Her eyes widened, and for a moment… all that future maturity cracked.
"…You never said that," she murmured.
"I know," he replied. "But it was always true."
She smiled.
Not the confident smile from before. Not the distant smile of the woman who saw futures.
An emotional smile. Almost childlike.
"Thank you."
The space around them began to vibrate. Invisible runes appeared in the air, trembling as if something were trying to force its way in.
Alice took a deep breath, regaining her composure.
"The Administrators are furious," she commented, looking at the nothingness above them. "They don't like it when someone meddles too much with the board."
"I presume they don't like me either, whatever those administrators are," Vergil replied.
She laughed softly.
"Indeed." Then her gaze turned serious. "But time's up."
She raised her face, staring at something Vergil couldn't see.
"He's coming."
"Who?" Vergil asked.
Alice smiled sharply.
"The Dragon of Infinity."
The name stirred something deep within Vergil's perception. Something ancient. Something that wasn't just powerful—it was structural.
"I understand," he said. "And you intend to…?"
"I'm going to kill her," Alice replied casually, as if talking about cleaning a messy room.
Vergil raised an eyebrow.
"Ambitious."
"Necessary."
The void began to unravel. The original reality pulled Vergil back with increasing force.
Alice took a few steps back, already beginning to fade into particles of white light.

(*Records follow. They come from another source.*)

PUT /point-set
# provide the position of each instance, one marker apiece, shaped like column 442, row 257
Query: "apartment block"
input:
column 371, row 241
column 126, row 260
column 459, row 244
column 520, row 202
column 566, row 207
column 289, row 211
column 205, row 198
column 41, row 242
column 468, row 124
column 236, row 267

"Come back," she said, waving her hand. "I'll wait for you on the other side."
She smiled once more.
"Goodbye, Father."
The white world collapsed, and the moment the white vanished, infinite darkness descended upon the domain, trapping Alice's body.
"You dare to do something so reckless," said the girl with dragon wings, gothic dress, and black hair. "Yog-Sothoth."
"Don't call me that, Ouroboros," Alice replied. "My father named me Alice Lucifer."
"Stop playing games, Yog-Sothoth," Ouroboros said. "I have orders to take you to—"
"That's enough. The Great Red won't tolerate it," Alice said, then sighed. "Go away, parallel existence. If you want to capture me, come personally. Dragon God of Infinity."
Then, with one blow, space swallowed her, killing that girl…
Alice sighed…
"Why is dealing with timelines so frustrating… how many times have I said this today? A million? Damn it, I'm going to have to spend all my energy trying to get him to follow the right route," she said, frustrated.
She looked into the infinite and, again, her domain appeared. Once more, another Vergil emerged.
"Why send me to another dimension?" he asked, without raising his voice.
The Alice on the throne observed him for a few seconds before answering.
"Because you wouldn't listen to me any other way."
The cycle repeated itself.
The little girl would save her father.
Even if it meant rewinding time a billion times.